In this environment, you have the server all to yourself and are not sharing with anyone. All the CPU and RAM is guaranteed to one person so you don’t have to worry about other people. However, unlike a VPS, that is all the resources there is available and there is not a “burst rate” to take advantage of. You are also responsible for server management unless you go with a managed plan(which I recommend for a corporation). This solution is better than a VPS because it gives you consistent higher resources but also comes at a higher price. It is very important to choose a provider in a data center that has good technical support and uptime for a corporate website. Services I can recommend for this solution are LiquidWeb, Wiredtree, and Softlayer.com as all have guaranteed 24/7 support(if you pay for it) and excellent reputations. I personally use gate2vn.net and have found them great for my needs but I do not run a corporate website and response times are generally a bit longer than the 15 minute times promised by the services mentioned above. If you need the absolute best, then I would recommend RackSpace and their “fanatical support”. Their servers cost over three times the amount that other places charge but they provide on-demand phone support, fully managed service, and guaranteed website technical support chat and also 5-minute response times 7 days a week, 365 days a year(this is for real, I actually contacted them on Christmas once just to check). RackSpace will also help you move to more complex solutions if you should need them.

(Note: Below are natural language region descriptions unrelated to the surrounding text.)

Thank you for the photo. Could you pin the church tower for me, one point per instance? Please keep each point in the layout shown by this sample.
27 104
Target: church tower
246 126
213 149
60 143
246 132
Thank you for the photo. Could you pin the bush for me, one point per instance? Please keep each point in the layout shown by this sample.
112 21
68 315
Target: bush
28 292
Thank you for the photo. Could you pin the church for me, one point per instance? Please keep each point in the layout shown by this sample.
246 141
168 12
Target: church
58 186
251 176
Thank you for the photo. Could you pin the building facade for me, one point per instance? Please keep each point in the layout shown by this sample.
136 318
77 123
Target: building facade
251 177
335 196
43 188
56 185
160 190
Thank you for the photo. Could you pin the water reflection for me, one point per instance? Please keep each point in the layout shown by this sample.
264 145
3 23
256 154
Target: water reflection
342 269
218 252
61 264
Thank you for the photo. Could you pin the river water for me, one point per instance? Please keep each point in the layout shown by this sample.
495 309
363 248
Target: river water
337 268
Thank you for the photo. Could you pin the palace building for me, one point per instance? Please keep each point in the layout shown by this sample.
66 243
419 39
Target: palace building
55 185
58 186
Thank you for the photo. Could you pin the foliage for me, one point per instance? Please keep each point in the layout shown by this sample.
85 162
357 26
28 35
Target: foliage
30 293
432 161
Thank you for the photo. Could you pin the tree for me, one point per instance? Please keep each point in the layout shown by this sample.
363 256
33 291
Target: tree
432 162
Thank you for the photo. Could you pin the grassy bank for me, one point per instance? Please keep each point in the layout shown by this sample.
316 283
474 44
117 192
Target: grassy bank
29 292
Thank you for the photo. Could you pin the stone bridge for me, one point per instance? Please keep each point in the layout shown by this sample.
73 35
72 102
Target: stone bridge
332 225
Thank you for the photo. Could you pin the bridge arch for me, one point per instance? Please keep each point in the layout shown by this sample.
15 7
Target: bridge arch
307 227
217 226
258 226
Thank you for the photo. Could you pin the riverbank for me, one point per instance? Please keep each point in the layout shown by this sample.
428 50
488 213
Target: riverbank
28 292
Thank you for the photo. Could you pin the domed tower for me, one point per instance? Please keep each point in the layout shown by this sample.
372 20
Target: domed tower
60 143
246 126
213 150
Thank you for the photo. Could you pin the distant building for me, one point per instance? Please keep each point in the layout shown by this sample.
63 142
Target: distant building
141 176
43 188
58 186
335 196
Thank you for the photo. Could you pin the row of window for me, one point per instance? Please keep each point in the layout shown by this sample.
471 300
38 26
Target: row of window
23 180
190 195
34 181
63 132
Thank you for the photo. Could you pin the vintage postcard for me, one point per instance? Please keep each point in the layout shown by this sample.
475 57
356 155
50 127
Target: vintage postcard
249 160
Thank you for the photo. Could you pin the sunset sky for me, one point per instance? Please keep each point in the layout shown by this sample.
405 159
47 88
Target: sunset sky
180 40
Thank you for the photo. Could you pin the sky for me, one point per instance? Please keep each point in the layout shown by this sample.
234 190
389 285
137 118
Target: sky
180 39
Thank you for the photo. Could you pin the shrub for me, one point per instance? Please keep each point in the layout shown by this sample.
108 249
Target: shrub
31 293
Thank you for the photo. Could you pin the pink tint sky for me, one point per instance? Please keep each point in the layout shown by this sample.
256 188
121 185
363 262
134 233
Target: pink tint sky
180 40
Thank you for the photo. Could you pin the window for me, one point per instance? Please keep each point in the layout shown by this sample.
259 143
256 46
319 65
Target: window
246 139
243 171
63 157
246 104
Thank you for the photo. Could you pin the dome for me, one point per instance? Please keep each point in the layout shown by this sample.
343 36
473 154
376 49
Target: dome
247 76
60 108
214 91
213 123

This is the ultimate in hosting for extremely high-traffic sites. Most of the larger corporations such as Microsoft use this solution(MS also has their own data center but that cost millions to build). In this setup a group of servers are working together to fulfil the needs of your website. If you become a multi-billion dollar corporation, you will need to go this route. Places like Wiredtree or Rackspace will be happy to help you with this solution. For startup businesses, this is probably not something you will be looking at for quite a while.
Now that we have looked at the requirements for corporate hosting and the possible types of solutions available, you should be armed with enough information to begin your search. All of the hosting companies in this article have solid reputations in the industry so you may want to start there. Be careful in choosing your host as it may be the success or failure of your online identity.